An impressively dangerous thing to have.
“What more do you want from me, Homelander? I practically live with you without any of the benefits that usually includes! You’re really going to stand here and berate me like I haven’t given you fucking everything you’ve ever asked me for? Because I made one mistake? I gave up my entire world, which I know doesn’t mean shit to you. But it does to me.”
You fold your arms over your chest. Nothing covers it. You have to know before you lose all dignity. So you ask once more, hoping it won’t get lost in this bizarre mess.
“What do you want from me?”
Nothing. He can’t stop staring at you. You aren’t aware enough to be ashamed, but you are aware enough to be upset.
His infuriating silence compels you to bend down and gather what was a barrier between the two of you. You are no longer needed if he can’t do what he does best, which is spout off, leaking bottled words everywhere like a broken faucet. It’s a pretty simple question, you think.
That’s when the glass behind you shatters.
You flinch, pause what you’re doing and slowly stand. Cautious in whatever your next approach will be.
Surveying the aftermath, you’re relieved to find that you’re far enough away from the mirror so no injuries were inflicted.
When you finally lock eyes with the source, you see red. The atmosphere surrounding you heaves like the distended belly of a rotting corpse; hisses like an overflowing tea kettle; pierces you like lightning.
Homelander’s expression is rigid. His jaw quivers. Irises are a bright, shining scarlet. If you try anything rash, you might be next. But, having been around him for so long, you’re more inclined to believe he’s having trouble processing his own emotions. And that might have been one of the only ways to release them.

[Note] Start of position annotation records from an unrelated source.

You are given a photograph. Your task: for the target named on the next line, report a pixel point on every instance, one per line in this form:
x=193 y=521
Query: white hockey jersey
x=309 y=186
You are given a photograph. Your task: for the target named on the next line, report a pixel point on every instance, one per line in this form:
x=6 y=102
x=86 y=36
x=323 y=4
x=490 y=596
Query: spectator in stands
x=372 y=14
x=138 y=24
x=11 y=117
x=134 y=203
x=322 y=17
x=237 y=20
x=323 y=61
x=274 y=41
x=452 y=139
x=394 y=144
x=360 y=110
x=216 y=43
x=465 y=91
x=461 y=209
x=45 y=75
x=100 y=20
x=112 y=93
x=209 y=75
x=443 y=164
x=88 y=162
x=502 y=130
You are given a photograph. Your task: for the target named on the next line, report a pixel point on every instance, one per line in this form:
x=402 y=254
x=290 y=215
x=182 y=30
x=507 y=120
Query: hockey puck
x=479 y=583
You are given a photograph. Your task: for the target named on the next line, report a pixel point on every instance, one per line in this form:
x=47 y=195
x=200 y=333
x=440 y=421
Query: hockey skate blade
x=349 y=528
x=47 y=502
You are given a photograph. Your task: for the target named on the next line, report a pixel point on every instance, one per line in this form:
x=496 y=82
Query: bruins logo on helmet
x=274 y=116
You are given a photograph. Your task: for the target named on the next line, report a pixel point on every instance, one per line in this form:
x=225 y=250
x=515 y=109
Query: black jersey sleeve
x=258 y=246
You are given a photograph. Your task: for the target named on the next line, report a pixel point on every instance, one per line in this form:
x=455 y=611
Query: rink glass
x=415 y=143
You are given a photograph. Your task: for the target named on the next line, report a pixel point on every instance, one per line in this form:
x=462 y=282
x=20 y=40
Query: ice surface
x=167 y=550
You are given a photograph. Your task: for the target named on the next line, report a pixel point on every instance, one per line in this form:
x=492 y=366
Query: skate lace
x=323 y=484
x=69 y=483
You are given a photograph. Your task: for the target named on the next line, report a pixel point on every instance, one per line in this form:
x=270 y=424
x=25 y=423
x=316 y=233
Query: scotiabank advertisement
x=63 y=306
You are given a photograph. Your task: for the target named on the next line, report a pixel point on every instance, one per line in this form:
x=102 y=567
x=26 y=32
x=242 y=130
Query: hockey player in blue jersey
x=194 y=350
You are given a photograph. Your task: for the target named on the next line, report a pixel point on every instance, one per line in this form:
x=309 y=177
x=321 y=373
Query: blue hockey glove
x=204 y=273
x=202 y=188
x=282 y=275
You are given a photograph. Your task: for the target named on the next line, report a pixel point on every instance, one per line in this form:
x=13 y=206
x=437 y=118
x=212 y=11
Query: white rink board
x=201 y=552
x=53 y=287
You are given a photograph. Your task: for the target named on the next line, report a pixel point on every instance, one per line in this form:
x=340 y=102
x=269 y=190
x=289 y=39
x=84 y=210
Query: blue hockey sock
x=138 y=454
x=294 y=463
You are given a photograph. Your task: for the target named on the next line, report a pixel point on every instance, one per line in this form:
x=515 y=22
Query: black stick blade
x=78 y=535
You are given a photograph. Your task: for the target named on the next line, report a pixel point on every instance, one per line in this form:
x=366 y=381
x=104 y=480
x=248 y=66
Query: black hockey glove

You drop the top and pants you managed to reclaim. Your brain hasn’t fully recovered from the constant devastating hit it’s taken, so you don’t want to put a name to what’s pushing you forward. You don’t stop until you’re directly in his line of vision.
Swallowing, you carefully extend your hand. The ruby color begins to crumble and give way to the vast ocean you might have drowned in one too many times. You lost track, blocking what you could out. Too real and intimate to accept for a realm that thrives off of inauthenticity and misfortune.
Homelander inhales harshly and you retreat, pupils hooking themselves to his. Searching for any sign you shouldn’t be right where you are.
Of course there are several; unfortunately, you are currently blind to them. Blind to everything but him.
That’s how it’s been for awhile, hasn’t it?
He has a habit of not granting you the luxury of time.
Quickly, he snatches your wrist and brings your palm flat against his cheek. He exhales, eyelids fluttering, nuzzling into you.
It’s so simple, yet it disarms you in ways you aren’t accustomed to.
Homelander basks in this chaste display of affection, and so do you, in awe of how enraptured he appears. Soaking you inside of his pores.
In turn, your cognizance reappears. You nearly topple over, realization infiltrating every part of you.
You’re not wearing a stitch.
A knock at the door startles you both. You glance over in that general direction and hear from the other side, “You’re on in fifteen, Homelander, sir!”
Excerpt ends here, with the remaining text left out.